Vor ein paar Jahren veröffentlichte die Afrikanische Entwicklungsbank (AfDB) zusammen mit anderen Organisationen einen Bericht, der besagt, dass Menschen in Afrika mit einem jährlichen Einkommen von etwa 4000 Euro als Mittelklasse gelten können. Das durchschnittliche Monatseinkommen in Benin hingegen lag vor Beginn der Pandemie bei nur 62 Euro.

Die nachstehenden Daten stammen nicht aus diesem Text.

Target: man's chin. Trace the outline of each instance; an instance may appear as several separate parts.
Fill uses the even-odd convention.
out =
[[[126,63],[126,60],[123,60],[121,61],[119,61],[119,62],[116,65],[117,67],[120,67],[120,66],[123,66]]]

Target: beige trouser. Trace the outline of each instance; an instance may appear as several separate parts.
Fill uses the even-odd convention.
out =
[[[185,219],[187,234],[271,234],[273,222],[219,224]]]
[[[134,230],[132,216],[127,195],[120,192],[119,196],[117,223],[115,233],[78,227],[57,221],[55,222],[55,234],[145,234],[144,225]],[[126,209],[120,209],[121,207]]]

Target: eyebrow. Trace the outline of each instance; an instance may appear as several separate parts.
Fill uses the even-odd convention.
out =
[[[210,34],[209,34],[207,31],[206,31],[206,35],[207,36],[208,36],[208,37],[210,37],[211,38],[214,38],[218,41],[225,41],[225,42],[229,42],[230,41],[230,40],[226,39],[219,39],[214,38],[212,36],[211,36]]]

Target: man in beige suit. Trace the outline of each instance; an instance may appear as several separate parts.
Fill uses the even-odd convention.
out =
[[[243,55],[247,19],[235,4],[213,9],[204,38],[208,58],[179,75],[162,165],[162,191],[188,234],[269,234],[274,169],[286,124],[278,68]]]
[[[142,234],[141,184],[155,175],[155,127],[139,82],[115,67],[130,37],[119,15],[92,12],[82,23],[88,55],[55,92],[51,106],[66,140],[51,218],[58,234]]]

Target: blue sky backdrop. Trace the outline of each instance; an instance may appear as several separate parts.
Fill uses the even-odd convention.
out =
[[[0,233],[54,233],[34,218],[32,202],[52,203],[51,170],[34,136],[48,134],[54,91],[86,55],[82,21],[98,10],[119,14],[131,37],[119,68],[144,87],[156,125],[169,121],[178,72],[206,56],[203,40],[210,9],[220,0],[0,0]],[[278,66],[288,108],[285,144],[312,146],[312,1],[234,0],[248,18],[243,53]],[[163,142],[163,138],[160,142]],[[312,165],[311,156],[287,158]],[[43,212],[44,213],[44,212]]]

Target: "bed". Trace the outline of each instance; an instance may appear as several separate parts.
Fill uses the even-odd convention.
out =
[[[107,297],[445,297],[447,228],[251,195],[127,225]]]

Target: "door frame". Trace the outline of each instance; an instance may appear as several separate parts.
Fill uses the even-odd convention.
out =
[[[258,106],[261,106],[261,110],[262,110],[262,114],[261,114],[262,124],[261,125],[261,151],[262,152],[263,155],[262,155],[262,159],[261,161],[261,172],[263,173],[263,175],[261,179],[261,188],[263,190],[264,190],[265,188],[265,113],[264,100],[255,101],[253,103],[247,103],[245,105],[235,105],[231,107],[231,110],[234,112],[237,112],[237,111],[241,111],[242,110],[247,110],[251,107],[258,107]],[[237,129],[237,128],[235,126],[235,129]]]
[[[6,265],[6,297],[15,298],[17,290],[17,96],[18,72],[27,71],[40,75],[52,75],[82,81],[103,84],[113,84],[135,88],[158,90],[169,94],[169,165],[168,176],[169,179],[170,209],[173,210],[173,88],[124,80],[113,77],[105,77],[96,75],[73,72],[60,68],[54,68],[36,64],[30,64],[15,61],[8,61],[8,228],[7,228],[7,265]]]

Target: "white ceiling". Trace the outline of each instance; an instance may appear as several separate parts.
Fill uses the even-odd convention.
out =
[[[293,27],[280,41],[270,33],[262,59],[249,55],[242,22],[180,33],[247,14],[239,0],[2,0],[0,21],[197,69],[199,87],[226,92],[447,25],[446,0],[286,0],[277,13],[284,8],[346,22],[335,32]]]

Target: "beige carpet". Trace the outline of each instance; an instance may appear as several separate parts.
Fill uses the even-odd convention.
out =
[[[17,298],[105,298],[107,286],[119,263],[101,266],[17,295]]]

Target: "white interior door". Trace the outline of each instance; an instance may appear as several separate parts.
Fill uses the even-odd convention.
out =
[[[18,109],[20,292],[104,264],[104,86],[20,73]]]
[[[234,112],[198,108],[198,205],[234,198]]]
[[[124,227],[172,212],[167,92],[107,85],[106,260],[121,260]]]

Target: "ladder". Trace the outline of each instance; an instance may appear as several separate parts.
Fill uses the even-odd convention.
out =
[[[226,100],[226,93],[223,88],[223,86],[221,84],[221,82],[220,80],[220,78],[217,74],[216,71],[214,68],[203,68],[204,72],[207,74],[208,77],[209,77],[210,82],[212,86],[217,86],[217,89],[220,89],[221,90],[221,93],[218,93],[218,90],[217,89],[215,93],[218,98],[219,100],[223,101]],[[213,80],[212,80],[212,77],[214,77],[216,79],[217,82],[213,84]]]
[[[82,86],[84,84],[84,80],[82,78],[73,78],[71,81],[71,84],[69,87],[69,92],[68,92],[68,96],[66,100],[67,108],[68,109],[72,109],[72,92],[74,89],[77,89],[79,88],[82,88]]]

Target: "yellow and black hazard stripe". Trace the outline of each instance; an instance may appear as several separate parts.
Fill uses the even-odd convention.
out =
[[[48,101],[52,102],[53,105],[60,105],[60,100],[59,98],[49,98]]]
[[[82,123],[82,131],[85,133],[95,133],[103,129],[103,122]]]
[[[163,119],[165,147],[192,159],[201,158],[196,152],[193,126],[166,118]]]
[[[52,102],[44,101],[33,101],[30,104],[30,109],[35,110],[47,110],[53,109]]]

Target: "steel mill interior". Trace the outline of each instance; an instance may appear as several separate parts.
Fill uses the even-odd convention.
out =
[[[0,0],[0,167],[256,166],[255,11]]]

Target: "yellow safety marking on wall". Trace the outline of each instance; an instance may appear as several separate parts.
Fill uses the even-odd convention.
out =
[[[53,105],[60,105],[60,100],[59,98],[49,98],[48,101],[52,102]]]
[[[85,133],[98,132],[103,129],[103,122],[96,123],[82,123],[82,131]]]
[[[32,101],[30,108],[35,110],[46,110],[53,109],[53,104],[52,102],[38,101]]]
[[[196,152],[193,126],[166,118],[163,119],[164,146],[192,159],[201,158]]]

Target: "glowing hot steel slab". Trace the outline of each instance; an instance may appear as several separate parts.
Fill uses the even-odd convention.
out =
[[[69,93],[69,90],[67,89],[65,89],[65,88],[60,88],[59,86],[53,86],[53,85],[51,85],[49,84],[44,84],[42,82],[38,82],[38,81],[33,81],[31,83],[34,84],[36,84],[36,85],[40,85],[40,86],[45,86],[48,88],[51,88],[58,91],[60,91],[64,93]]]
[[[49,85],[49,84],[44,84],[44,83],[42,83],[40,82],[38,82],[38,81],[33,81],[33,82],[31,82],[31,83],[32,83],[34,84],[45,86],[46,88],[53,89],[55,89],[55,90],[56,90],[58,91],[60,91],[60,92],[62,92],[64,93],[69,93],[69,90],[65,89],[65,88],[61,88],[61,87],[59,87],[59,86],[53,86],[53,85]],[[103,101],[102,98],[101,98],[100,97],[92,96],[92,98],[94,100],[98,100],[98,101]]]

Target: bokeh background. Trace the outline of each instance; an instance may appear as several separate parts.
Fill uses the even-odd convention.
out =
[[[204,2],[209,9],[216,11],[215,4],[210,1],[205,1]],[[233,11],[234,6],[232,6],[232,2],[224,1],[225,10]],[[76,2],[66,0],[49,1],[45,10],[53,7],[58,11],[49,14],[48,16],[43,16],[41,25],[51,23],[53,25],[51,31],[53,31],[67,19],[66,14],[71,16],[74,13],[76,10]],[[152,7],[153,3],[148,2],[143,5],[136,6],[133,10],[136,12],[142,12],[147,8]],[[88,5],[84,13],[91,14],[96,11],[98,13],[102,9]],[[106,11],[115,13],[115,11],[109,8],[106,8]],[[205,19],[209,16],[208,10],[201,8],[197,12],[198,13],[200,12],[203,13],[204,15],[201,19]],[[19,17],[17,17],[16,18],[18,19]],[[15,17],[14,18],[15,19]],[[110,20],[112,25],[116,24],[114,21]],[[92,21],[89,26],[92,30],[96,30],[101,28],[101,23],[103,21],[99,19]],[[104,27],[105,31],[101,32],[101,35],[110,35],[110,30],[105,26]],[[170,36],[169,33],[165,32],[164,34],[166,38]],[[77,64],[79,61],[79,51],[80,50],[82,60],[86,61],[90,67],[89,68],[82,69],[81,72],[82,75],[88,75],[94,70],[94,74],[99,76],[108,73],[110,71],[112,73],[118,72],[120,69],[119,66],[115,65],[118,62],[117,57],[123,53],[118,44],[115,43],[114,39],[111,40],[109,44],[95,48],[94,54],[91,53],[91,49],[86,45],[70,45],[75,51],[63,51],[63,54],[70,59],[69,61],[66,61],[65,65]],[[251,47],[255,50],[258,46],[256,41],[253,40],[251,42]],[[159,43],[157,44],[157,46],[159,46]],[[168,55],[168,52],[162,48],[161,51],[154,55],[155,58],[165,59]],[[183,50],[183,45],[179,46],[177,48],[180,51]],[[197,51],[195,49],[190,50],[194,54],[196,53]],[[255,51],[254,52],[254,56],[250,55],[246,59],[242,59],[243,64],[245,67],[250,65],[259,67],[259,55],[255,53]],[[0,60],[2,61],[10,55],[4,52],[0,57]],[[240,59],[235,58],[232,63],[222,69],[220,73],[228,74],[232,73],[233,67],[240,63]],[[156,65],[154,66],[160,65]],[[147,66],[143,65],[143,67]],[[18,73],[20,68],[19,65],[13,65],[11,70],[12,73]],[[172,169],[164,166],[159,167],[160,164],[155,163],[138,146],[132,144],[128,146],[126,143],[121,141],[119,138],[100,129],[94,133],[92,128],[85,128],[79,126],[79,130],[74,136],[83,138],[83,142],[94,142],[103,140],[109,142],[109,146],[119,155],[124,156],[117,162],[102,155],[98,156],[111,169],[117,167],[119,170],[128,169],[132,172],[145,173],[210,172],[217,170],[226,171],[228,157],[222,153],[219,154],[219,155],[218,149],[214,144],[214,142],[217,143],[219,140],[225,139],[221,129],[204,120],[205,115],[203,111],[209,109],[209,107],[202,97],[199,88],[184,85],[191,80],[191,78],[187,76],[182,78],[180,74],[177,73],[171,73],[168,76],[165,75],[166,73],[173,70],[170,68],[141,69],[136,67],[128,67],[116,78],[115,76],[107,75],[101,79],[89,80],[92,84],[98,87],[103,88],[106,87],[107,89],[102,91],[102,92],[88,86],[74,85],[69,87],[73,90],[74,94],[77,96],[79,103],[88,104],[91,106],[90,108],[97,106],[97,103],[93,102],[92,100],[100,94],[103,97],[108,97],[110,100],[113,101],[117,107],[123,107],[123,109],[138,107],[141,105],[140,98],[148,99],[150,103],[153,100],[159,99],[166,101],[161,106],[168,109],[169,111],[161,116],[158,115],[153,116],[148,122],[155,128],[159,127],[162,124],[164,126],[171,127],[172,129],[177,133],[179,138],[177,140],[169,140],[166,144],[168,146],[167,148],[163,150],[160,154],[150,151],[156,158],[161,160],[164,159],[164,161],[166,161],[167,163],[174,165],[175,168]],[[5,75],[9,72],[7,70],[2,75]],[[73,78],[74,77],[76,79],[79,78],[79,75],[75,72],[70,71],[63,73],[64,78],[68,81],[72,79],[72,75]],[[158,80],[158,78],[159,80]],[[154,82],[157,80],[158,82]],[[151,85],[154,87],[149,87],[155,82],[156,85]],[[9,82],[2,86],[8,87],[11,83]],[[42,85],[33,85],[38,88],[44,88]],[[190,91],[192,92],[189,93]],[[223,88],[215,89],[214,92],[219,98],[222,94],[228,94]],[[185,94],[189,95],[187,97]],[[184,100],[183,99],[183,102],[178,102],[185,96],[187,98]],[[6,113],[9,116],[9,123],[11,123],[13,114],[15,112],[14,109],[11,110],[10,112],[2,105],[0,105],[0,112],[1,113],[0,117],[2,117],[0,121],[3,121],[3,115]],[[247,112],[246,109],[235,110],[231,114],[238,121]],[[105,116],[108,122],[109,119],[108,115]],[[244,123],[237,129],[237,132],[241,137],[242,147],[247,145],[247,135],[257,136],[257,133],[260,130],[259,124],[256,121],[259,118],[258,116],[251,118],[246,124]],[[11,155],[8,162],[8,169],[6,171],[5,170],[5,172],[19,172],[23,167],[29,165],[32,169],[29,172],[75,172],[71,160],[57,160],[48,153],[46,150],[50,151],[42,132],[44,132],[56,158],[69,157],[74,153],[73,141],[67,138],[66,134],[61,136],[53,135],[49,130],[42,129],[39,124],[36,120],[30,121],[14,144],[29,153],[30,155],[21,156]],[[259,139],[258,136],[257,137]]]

Die Corona-Krise hat den wirtschaftlichen Abschwung, der mit der Schließung der nigerianischen Grenze begann, verstärkt. Mit sinkender Nachfrage wurden im formalen Sektor Stellen abgebaut. Der Anteil der Beniner, die komplett vom informellen Sektor abhängig sind – wo Einkommen niedrig sind und soziale Absicherung nicht existiert –, ist gestiegen. Die Behörden in Benin setzen ihre Hoffnung nun auf gute Baumwoll- und Cashew-Ernten im Jahr 2021. Das könnte der Beginn einer Erholung sein. Die Economist Intelligence Unit verkündete im April, sie erwarte 2021 ein Wachstum von 2,4 Prozent und im nächsten Jahr sogar 4,5 Prozent. Die Analysten aus London warnten jedoch, ein Impfstoffmangel könne die Erholung des westafrikanischen Landes verzögern.


Karim Okanla ist Mediendozent und freiberuflicher Autor in Benin.